Harwell filed a motion seeking discovery of his own blood for independent testing. The trial court held a hearing on the discovery matters before seating the jury. At that hearing the trial court stated:
"Now, as an officer of the court, the district attorney has just told me that he has given the defendant everything that's discoverable to the knowledge that he has. And should we proceed in the trial and he offers anything that was discoverable that hasn't been given to you, I will sustain your objection. With that, we'll proceed."
At trial, the State offered the results of the blood and urine tests, without objection.

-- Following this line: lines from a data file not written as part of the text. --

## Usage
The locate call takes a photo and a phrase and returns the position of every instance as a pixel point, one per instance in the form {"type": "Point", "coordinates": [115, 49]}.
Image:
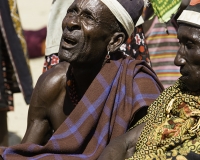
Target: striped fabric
{"type": "Point", "coordinates": [104, 112]}
{"type": "Point", "coordinates": [162, 49]}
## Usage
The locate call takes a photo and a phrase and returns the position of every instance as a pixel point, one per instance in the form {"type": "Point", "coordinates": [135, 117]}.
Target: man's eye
{"type": "Point", "coordinates": [71, 11]}
{"type": "Point", "coordinates": [189, 44]}
{"type": "Point", "coordinates": [88, 16]}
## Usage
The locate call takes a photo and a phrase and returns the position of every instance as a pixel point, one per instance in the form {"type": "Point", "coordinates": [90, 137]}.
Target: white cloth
{"type": "Point", "coordinates": [54, 27]}
{"type": "Point", "coordinates": [121, 14]}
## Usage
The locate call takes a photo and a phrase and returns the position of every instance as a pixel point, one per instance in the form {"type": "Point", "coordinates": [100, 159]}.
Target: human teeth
{"type": "Point", "coordinates": [69, 41]}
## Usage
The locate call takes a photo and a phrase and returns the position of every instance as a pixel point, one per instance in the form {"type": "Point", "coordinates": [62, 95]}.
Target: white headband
{"type": "Point", "coordinates": [121, 14]}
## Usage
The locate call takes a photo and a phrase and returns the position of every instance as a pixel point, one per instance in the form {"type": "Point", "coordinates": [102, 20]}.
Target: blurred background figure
{"type": "Point", "coordinates": [15, 75]}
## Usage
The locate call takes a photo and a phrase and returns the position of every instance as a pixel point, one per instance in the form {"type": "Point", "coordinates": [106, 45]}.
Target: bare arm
{"type": "Point", "coordinates": [123, 146]}
{"type": "Point", "coordinates": [47, 100]}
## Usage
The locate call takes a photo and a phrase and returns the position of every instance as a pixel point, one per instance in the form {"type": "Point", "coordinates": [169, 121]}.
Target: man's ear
{"type": "Point", "coordinates": [116, 41]}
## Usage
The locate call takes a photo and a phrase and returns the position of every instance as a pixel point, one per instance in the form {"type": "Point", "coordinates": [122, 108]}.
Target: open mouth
{"type": "Point", "coordinates": [69, 41]}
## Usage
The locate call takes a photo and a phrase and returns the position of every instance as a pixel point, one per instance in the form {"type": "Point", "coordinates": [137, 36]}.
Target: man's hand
{"type": "Point", "coordinates": [123, 146]}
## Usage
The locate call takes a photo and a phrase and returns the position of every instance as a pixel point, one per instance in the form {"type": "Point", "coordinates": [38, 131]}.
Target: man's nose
{"type": "Point", "coordinates": [71, 23]}
{"type": "Point", "coordinates": [179, 59]}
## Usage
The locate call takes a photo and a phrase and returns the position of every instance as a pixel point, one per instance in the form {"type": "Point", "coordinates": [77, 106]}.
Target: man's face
{"type": "Point", "coordinates": [86, 33]}
{"type": "Point", "coordinates": [188, 56]}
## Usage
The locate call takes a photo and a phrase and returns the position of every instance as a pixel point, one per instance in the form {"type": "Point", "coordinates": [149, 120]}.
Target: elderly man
{"type": "Point", "coordinates": [95, 93]}
{"type": "Point", "coordinates": [171, 129]}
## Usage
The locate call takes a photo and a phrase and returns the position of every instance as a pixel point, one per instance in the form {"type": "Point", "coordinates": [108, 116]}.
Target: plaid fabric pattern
{"type": "Point", "coordinates": [104, 112]}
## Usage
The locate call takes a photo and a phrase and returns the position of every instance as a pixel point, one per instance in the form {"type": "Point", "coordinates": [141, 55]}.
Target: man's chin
{"type": "Point", "coordinates": [65, 56]}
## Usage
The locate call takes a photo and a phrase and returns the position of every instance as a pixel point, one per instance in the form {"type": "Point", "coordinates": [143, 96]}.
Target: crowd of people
{"type": "Point", "coordinates": [116, 84]}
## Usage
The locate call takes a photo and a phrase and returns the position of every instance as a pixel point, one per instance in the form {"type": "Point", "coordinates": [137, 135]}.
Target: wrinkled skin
{"type": "Point", "coordinates": [87, 36]}
{"type": "Point", "coordinates": [188, 56]}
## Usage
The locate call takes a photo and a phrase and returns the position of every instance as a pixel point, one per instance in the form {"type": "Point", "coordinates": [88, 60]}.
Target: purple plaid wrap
{"type": "Point", "coordinates": [104, 112]}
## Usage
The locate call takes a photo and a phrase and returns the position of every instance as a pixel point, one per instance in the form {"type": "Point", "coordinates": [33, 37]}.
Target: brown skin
{"type": "Point", "coordinates": [87, 36]}
{"type": "Point", "coordinates": [188, 58]}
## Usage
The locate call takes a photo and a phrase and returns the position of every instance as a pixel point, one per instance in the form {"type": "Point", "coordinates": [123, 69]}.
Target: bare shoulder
{"type": "Point", "coordinates": [51, 83]}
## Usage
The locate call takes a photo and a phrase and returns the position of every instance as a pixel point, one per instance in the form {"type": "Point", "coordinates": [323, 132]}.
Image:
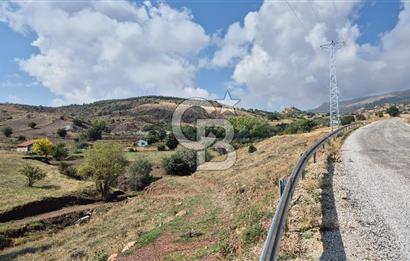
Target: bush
{"type": "Point", "coordinates": [7, 131]}
{"type": "Point", "coordinates": [251, 149]}
{"type": "Point", "coordinates": [4, 242]}
{"type": "Point", "coordinates": [32, 174]}
{"type": "Point", "coordinates": [300, 126]}
{"type": "Point", "coordinates": [348, 119]}
{"type": "Point", "coordinates": [171, 141]}
{"type": "Point", "coordinates": [182, 163]}
{"type": "Point", "coordinates": [43, 147]}
{"type": "Point", "coordinates": [78, 122]}
{"type": "Point", "coordinates": [32, 124]}
{"type": "Point", "coordinates": [59, 152]}
{"type": "Point", "coordinates": [152, 137]}
{"type": "Point", "coordinates": [103, 164]}
{"type": "Point", "coordinates": [161, 147]}
{"type": "Point", "coordinates": [360, 117]}
{"type": "Point", "coordinates": [393, 111]}
{"type": "Point", "coordinates": [62, 132]}
{"type": "Point", "coordinates": [140, 175]}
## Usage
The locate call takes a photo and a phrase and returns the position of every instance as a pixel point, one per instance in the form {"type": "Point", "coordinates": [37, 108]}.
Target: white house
{"type": "Point", "coordinates": [25, 146]}
{"type": "Point", "coordinates": [141, 143]}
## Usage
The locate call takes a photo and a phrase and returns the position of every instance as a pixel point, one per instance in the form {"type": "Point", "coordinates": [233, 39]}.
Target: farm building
{"type": "Point", "coordinates": [25, 146]}
{"type": "Point", "coordinates": [141, 143]}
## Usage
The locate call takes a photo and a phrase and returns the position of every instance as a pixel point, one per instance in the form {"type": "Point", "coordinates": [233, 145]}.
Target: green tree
{"type": "Point", "coordinates": [171, 141]}
{"type": "Point", "coordinates": [32, 124]}
{"type": "Point", "coordinates": [360, 117]}
{"type": "Point", "coordinates": [347, 119]}
{"type": "Point", "coordinates": [59, 152]}
{"type": "Point", "coordinates": [103, 164]}
{"type": "Point", "coordinates": [7, 131]}
{"type": "Point", "coordinates": [182, 163]}
{"type": "Point", "coordinates": [61, 132]}
{"type": "Point", "coordinates": [152, 137]}
{"type": "Point", "coordinates": [393, 111]}
{"type": "Point", "coordinates": [251, 149]}
{"type": "Point", "coordinates": [140, 175]}
{"type": "Point", "coordinates": [43, 147]}
{"type": "Point", "coordinates": [32, 174]}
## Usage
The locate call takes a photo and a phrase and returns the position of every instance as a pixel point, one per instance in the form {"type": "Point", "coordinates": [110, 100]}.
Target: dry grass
{"type": "Point", "coordinates": [13, 185]}
{"type": "Point", "coordinates": [231, 210]}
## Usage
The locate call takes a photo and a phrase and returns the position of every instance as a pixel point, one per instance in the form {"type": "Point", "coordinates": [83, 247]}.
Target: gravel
{"type": "Point", "coordinates": [372, 192]}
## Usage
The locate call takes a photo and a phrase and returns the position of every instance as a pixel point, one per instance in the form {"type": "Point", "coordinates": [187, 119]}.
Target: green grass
{"type": "Point", "coordinates": [13, 184]}
{"type": "Point", "coordinates": [155, 157]}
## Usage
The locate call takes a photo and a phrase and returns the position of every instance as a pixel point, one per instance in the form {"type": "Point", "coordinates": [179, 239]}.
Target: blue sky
{"type": "Point", "coordinates": [373, 18]}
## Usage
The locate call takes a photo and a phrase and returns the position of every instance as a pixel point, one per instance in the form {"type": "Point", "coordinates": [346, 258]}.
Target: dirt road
{"type": "Point", "coordinates": [372, 192]}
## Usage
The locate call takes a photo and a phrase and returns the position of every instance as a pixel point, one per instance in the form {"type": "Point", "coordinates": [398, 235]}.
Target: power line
{"type": "Point", "coordinates": [297, 17]}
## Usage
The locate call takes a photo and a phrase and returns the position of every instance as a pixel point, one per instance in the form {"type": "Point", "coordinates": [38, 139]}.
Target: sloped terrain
{"type": "Point", "coordinates": [214, 215]}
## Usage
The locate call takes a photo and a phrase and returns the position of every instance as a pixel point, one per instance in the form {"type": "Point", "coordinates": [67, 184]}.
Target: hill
{"type": "Point", "coordinates": [370, 102]}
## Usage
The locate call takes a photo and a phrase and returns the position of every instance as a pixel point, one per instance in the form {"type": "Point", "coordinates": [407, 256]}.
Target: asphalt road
{"type": "Point", "coordinates": [376, 179]}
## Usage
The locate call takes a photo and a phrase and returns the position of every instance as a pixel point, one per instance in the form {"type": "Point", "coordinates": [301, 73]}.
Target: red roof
{"type": "Point", "coordinates": [26, 143]}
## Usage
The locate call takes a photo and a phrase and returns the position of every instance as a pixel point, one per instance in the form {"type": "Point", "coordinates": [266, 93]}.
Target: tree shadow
{"type": "Point", "coordinates": [333, 248]}
{"type": "Point", "coordinates": [47, 186]}
{"type": "Point", "coordinates": [13, 255]}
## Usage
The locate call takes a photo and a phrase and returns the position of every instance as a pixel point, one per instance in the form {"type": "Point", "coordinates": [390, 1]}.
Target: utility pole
{"type": "Point", "coordinates": [333, 91]}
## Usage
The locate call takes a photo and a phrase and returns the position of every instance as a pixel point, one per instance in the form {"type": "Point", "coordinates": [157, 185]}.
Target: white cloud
{"type": "Point", "coordinates": [278, 62]}
{"type": "Point", "coordinates": [92, 50]}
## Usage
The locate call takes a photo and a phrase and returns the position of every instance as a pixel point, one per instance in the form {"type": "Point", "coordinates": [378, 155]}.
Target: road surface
{"type": "Point", "coordinates": [373, 192]}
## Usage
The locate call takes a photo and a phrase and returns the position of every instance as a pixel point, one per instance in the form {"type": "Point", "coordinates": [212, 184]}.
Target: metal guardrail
{"type": "Point", "coordinates": [272, 244]}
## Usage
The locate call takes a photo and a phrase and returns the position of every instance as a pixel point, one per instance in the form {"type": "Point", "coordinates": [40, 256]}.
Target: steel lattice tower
{"type": "Point", "coordinates": [333, 91]}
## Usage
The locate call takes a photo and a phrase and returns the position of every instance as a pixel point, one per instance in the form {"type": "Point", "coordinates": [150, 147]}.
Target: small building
{"type": "Point", "coordinates": [141, 143]}
{"type": "Point", "coordinates": [25, 146]}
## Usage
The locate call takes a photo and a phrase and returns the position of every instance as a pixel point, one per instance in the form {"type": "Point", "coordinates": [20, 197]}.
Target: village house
{"type": "Point", "coordinates": [25, 146]}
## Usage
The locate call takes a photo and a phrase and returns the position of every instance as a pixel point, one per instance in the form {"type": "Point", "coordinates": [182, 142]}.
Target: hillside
{"type": "Point", "coordinates": [370, 102]}
{"type": "Point", "coordinates": [125, 115]}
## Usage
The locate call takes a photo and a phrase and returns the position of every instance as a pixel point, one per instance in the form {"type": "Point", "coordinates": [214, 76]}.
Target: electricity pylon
{"type": "Point", "coordinates": [333, 91]}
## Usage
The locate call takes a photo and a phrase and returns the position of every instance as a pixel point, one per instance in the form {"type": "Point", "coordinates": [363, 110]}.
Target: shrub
{"type": "Point", "coordinates": [78, 122]}
{"type": "Point", "coordinates": [43, 147]}
{"type": "Point", "coordinates": [360, 117]}
{"type": "Point", "coordinates": [7, 131]}
{"type": "Point", "coordinates": [32, 124]}
{"type": "Point", "coordinates": [62, 132]}
{"type": "Point", "coordinates": [140, 175]}
{"type": "Point", "coordinates": [152, 137]}
{"type": "Point", "coordinates": [182, 163]}
{"type": "Point", "coordinates": [300, 126]}
{"type": "Point", "coordinates": [59, 152]}
{"type": "Point", "coordinates": [393, 111]}
{"type": "Point", "coordinates": [251, 149]}
{"type": "Point", "coordinates": [161, 147]}
{"type": "Point", "coordinates": [32, 174]}
{"type": "Point", "coordinates": [103, 164]}
{"type": "Point", "coordinates": [171, 141]}
{"type": "Point", "coordinates": [348, 119]}
{"type": "Point", "coordinates": [4, 241]}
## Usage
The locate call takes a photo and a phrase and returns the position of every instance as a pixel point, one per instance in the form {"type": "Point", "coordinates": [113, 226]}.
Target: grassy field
{"type": "Point", "coordinates": [213, 215]}
{"type": "Point", "coordinates": [13, 185]}
{"type": "Point", "coordinates": [155, 157]}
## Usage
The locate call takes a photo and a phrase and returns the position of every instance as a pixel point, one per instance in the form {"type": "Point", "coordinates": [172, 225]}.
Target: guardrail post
{"type": "Point", "coordinates": [282, 185]}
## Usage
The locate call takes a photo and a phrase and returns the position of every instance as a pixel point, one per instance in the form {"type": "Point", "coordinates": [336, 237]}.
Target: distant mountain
{"type": "Point", "coordinates": [368, 103]}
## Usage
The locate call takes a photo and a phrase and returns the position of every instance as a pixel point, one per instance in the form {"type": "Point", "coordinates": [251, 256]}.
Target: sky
{"type": "Point", "coordinates": [266, 53]}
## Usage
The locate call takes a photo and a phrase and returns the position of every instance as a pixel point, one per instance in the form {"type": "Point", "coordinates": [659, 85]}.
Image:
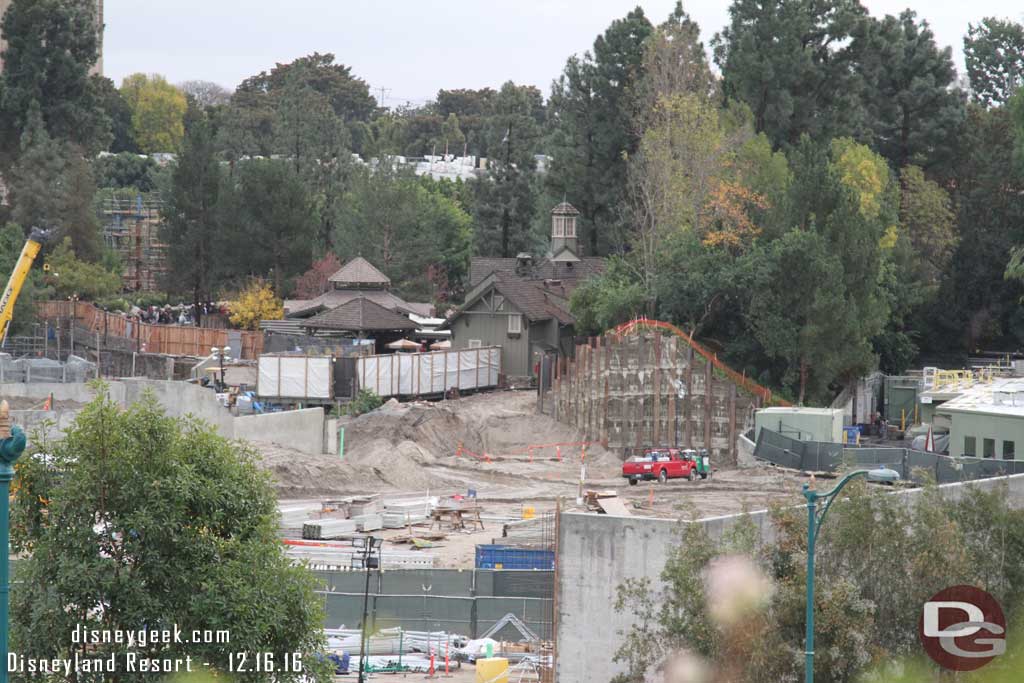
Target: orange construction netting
{"type": "Point", "coordinates": [740, 380]}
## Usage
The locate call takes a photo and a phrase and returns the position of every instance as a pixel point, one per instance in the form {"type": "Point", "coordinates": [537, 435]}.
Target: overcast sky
{"type": "Point", "coordinates": [415, 47]}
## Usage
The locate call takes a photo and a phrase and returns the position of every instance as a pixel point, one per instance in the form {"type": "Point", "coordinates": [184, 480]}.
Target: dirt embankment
{"type": "Point", "coordinates": [414, 446]}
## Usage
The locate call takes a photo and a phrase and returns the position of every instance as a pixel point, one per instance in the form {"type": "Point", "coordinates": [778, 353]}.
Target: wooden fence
{"type": "Point", "coordinates": [170, 339]}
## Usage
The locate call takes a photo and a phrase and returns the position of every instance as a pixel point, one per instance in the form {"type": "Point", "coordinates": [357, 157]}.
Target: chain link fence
{"type": "Point", "coordinates": [912, 465]}
{"type": "Point", "coordinates": [75, 370]}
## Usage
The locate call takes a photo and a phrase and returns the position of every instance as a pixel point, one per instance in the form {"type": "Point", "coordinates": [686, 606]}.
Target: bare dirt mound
{"type": "Point", "coordinates": [413, 446]}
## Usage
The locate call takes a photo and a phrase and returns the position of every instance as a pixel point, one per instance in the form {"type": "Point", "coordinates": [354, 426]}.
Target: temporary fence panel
{"type": "Point", "coordinates": [170, 339]}
{"type": "Point", "coordinates": [297, 377]}
{"type": "Point", "coordinates": [821, 457]}
{"type": "Point", "coordinates": [437, 372]}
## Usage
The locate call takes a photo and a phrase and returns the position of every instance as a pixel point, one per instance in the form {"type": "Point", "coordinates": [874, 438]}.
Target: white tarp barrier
{"type": "Point", "coordinates": [294, 377]}
{"type": "Point", "coordinates": [436, 372]}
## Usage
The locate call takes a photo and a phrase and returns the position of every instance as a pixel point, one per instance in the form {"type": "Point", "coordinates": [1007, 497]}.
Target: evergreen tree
{"type": "Point", "coordinates": [276, 214]}
{"type": "Point", "coordinates": [140, 520]}
{"type": "Point", "coordinates": [993, 51]}
{"type": "Point", "coordinates": [593, 110]}
{"type": "Point", "coordinates": [190, 225]}
{"type": "Point", "coordinates": [912, 112]}
{"type": "Point", "coordinates": [36, 181]}
{"type": "Point", "coordinates": [506, 199]}
{"type": "Point", "coordinates": [119, 113]}
{"type": "Point", "coordinates": [78, 220]}
{"type": "Point", "coordinates": [787, 60]}
{"type": "Point", "coordinates": [51, 46]}
{"type": "Point", "coordinates": [980, 307]}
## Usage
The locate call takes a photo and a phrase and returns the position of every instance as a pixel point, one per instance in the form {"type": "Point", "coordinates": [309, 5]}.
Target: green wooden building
{"type": "Point", "coordinates": [522, 304]}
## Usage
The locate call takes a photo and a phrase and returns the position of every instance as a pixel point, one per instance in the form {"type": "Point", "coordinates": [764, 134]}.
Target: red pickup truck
{"type": "Point", "coordinates": [662, 464]}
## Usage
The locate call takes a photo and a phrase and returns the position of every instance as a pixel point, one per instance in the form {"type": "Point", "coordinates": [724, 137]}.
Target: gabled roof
{"type": "Point", "coordinates": [564, 209]}
{"type": "Point", "coordinates": [359, 314]}
{"type": "Point", "coordinates": [359, 272]}
{"type": "Point", "coordinates": [537, 299]}
{"type": "Point", "coordinates": [335, 298]}
{"type": "Point", "coordinates": [480, 267]}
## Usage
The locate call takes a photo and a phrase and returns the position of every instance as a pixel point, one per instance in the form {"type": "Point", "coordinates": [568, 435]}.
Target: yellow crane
{"type": "Point", "coordinates": [29, 254]}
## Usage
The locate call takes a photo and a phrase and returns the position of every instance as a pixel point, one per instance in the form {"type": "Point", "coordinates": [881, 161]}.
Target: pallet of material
{"type": "Point", "coordinates": [331, 559]}
{"type": "Point", "coordinates": [364, 506]}
{"type": "Point", "coordinates": [394, 519]}
{"type": "Point", "coordinates": [320, 529]}
{"type": "Point", "coordinates": [368, 522]}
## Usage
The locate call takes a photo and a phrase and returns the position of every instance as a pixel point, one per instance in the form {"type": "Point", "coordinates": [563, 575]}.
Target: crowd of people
{"type": "Point", "coordinates": [179, 314]}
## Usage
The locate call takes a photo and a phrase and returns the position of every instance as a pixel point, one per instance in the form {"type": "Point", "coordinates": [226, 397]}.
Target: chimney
{"type": "Point", "coordinates": [563, 228]}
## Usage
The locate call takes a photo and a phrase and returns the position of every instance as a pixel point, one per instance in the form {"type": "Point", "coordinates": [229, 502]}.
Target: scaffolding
{"type": "Point", "coordinates": [131, 228]}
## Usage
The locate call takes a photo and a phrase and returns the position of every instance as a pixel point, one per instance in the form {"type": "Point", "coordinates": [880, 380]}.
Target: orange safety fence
{"type": "Point", "coordinates": [740, 380]}
{"type": "Point", "coordinates": [170, 339]}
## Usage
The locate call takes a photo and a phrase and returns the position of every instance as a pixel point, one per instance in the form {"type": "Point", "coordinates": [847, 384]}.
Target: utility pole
{"type": "Point", "coordinates": [505, 211]}
{"type": "Point", "coordinates": [370, 560]}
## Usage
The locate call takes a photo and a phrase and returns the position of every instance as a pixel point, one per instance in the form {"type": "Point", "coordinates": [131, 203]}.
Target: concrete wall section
{"type": "Point", "coordinates": [55, 422]}
{"type": "Point", "coordinates": [180, 398]}
{"type": "Point", "coordinates": [81, 393]}
{"type": "Point", "coordinates": [302, 430]}
{"type": "Point", "coordinates": [597, 553]}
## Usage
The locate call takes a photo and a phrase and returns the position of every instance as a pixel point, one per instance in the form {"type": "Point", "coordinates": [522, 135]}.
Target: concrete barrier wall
{"type": "Point", "coordinates": [597, 553]}
{"type": "Point", "coordinates": [82, 393]}
{"type": "Point", "coordinates": [181, 398]}
{"type": "Point", "coordinates": [302, 430]}
{"type": "Point", "coordinates": [463, 601]}
{"type": "Point", "coordinates": [55, 421]}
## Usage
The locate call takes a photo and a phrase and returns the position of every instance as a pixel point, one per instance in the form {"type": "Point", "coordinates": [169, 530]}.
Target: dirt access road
{"type": "Point", "coordinates": [507, 457]}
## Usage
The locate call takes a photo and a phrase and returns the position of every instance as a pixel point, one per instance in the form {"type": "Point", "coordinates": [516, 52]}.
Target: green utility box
{"type": "Point", "coordinates": [805, 424]}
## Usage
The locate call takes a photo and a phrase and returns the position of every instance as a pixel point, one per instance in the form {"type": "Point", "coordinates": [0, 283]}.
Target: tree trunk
{"type": "Point", "coordinates": [505, 232]}
{"type": "Point", "coordinates": [803, 381]}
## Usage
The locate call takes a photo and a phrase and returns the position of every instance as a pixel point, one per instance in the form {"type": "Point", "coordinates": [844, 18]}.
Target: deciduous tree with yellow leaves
{"type": "Point", "coordinates": [256, 302]}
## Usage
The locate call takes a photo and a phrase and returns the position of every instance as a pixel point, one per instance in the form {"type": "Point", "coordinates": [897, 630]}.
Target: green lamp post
{"type": "Point", "coordinates": [814, 521]}
{"type": "Point", "coordinates": [11, 446]}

Judge Bowen, writing for the Court of Criminal Appeals in the recent case Pettway v. State, 607 So.2d 325, 331 (Ala.Cr.App. 1992), held:
"Rule 16 does not exist in a vacuum; it is subject to the general principle that objections must be made in a timely fashion. . . .
"A trial court should be informed of a party's failure to comply with discovery procedures as soon as the aggrieved party is aware of the non-compliance. At a minimum, the aggrieved party must object to the undisclosed evidence at the time that evidence is offered and must state the specific grounds for the objection, i.e., that the offending party failed to comply with the discovery order or some other aspect of Rule 16."
(Some emphasis original; other emphasis added.)
The record clearly shows that Harwell did not object to the admission of the results of the blood and urine tests; therefore, I believe, Harwell failed to preserve this issue for review. Because the issue was not preserved for review, I believe the judgment of the *Page 1339 Court of Criminal Appeals, affirming Harwell's conviction, should be affirmed; therefore, I dissent.